Croatia stuck in a rut
Dipping down into Southeast Europe, Croatia is the only country in the EU that Brussels expects to remain in recession this year. GDP is forecast to contract a further 0.6% in 2014, before entering positive territory (a modest 0.7%) next year. Domestic demand is stuck in a quagmire and will outweigh any positive impact from exports, the report suggests, adding that the anticipated recovery in 2015 “hinges on external demand”.
Slovenia, which "started emerging from recession in 2013," will likely grow by 0.8% this year, the Commission writes. That said, the current revival of political turmoil could jeopardise the country’s privatisation and delevraging processes to add to any risks on the outlook.
By way of contrast to those in the Western Balkans, rising domestic demand is expected in both Romania and Bulgaria, gradually replacing exports as the main driver for growth.
Romania’s economy, which put in something of a stellar performance in 2013 as it expanded 3.5%, is now being overtaken by others in the region, with growth set to slow to a more modest 2.5% in 2014. That's still “above potential” however, according to the Commission, and is based on improved confidence and the gradual benefits of structural reforms such as the liberalisation of energy markets. At the same time, credit growth is expected to “remain constrained” the report warns.

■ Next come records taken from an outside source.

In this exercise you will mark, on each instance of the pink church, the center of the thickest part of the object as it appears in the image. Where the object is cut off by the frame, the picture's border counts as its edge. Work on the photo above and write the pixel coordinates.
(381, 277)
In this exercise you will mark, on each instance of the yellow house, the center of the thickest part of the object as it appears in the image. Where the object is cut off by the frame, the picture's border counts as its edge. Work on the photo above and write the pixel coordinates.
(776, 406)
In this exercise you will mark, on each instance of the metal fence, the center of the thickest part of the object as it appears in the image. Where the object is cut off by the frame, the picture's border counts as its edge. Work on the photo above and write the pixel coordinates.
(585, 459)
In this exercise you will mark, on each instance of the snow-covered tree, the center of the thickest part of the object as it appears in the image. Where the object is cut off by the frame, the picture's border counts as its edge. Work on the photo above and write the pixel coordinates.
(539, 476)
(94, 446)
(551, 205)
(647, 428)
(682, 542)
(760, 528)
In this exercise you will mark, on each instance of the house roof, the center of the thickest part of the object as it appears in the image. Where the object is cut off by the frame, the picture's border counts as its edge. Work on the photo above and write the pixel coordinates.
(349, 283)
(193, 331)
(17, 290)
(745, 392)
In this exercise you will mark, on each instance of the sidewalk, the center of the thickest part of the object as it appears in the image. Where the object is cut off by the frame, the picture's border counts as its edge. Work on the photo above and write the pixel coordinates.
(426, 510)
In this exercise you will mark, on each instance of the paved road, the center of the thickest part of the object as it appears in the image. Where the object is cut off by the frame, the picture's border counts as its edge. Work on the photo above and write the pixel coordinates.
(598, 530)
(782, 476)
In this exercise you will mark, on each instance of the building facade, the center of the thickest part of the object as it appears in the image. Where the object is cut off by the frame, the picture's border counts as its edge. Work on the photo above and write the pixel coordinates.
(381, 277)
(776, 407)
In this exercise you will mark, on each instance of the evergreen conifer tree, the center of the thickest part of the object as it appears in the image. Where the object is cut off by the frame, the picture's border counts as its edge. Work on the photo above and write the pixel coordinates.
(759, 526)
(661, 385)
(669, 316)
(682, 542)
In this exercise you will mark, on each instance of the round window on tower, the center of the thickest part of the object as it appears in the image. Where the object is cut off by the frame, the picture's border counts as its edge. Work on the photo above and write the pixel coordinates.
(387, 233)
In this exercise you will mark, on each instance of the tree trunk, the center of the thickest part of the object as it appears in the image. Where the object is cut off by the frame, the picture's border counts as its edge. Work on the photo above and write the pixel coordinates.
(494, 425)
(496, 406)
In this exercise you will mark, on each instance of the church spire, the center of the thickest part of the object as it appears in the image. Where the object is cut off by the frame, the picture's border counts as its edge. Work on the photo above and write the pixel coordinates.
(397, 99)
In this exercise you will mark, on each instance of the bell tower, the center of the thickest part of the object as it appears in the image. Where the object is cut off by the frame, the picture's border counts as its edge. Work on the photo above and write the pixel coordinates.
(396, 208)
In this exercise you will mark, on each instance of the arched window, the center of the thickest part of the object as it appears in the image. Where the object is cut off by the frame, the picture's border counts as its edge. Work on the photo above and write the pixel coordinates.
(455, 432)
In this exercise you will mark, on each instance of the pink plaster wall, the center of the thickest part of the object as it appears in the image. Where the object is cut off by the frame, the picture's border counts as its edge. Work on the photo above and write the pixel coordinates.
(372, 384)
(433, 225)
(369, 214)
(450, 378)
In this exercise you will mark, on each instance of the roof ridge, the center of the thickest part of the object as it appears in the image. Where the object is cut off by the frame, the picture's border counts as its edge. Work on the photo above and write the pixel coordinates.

Like the wider bloc, Bulgaria is set to see its gradual recovery continue, according to the forecasts. Growth should accelerate from the 0.9% seen in 2013 - despite contractions for both consumption and investment - to 1.7% next year, when both those elements are expected to move back into expansion. The wider EU recovery should also provoke an increase in exports. However, the Commission also sounds a note of caution: “Most significantly, the country's energy dependence on Russian gas imports could become a burden to growth in case of supply disruptions.”